China Vanke’s biggest shareholder’s pledge to fully support the company sends its shares, bonds higher
- China Vanke’s biggest shareholder to boost the finances of the company by purchasing some of its projects worth an estimated US$1.37 billion
- The announcement triggered a rally in the developer’s stocks and bonds

China Vanke, China’s second largest property developer by sales, said it will make timely repayments of its debts after a Chinese authority, which is also its largest shareholder, vowed support to “revitalise the bulk assets and promote the liquidity” of the company.
The developer’s largest shareholder Shenzhen Metro Group, which holds a 27.9 per cent stake, said it would boost the finances of the company by purchasing some of its urban renewal projects in Shenzhen worth an estimated amount of more than 10 billion yuan (US$1.37 billion/HK$10.9 billion) and by purchasing Vanke’s bonds in the open market at a suitable time, according to a filing by China Vanke late on Monday.
The announcement inspired a rally in the developer’s stocks and bonds.
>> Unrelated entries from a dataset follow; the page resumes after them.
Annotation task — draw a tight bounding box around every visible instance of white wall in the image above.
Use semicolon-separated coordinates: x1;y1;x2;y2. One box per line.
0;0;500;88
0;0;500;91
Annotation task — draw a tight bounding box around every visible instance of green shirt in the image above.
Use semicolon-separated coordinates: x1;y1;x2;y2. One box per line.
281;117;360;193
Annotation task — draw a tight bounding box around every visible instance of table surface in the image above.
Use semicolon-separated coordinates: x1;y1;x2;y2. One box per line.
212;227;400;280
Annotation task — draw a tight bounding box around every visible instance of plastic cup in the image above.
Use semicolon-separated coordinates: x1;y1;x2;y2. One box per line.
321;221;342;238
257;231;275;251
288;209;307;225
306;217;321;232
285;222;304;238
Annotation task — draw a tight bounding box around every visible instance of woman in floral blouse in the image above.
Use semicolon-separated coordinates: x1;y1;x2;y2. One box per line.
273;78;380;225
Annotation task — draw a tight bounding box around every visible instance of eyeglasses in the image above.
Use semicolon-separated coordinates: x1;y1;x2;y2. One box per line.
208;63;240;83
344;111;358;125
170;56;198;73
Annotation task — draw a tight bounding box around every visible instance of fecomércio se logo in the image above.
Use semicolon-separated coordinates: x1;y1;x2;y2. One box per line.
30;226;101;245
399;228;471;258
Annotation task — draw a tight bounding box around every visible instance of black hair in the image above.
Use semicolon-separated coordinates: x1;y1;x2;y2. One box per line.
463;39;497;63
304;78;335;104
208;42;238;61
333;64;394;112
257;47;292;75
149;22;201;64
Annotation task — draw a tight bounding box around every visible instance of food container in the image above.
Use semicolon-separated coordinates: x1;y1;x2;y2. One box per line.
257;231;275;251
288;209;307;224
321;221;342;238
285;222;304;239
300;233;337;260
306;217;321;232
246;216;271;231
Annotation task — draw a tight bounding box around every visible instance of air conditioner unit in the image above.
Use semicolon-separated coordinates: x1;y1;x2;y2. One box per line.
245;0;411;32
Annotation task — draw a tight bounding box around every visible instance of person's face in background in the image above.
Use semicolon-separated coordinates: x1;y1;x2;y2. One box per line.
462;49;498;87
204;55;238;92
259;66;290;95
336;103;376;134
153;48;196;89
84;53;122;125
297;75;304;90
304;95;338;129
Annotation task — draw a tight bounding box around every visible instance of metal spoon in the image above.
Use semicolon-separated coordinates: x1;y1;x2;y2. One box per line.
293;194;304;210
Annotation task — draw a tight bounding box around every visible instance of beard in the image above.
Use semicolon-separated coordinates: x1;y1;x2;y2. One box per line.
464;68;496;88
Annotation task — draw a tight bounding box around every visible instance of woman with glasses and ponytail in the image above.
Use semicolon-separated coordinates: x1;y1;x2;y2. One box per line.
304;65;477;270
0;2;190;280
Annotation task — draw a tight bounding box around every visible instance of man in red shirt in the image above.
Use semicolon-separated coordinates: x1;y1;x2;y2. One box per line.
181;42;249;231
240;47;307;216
Shares of Vanke gained as much as 2 per cent on Tuesday morning before surrendering gains to close at HK$8.08, down 0.7 per cent on the day, while its dollar bonds due June 2024 rose by 5.489 cents to 92.102 cents on the dollar.
The statement came after an online meeting arranged by Vanke with several financial firms on Monday afternoon, where the developer gave an update about its recent business operation and financial status.
The Shenzhen state asset regulator (SASAC), which wholly owns Shenzhen Metro, also attended the meeting, and its senior official Ye Xinming said “Vanke is an important member of SASAC” and it will “fully support Vanke when it faces risks at an extreme situation” on a basis of not disobeying law and market rules, according to a meeting memo obtained by the Post.

Yu Liang, vice-chairman of Vanke, said he believed that the company will “overcome difficulties with support of SASAC” despite the challenges it faces in restoring confidence of homebuyers.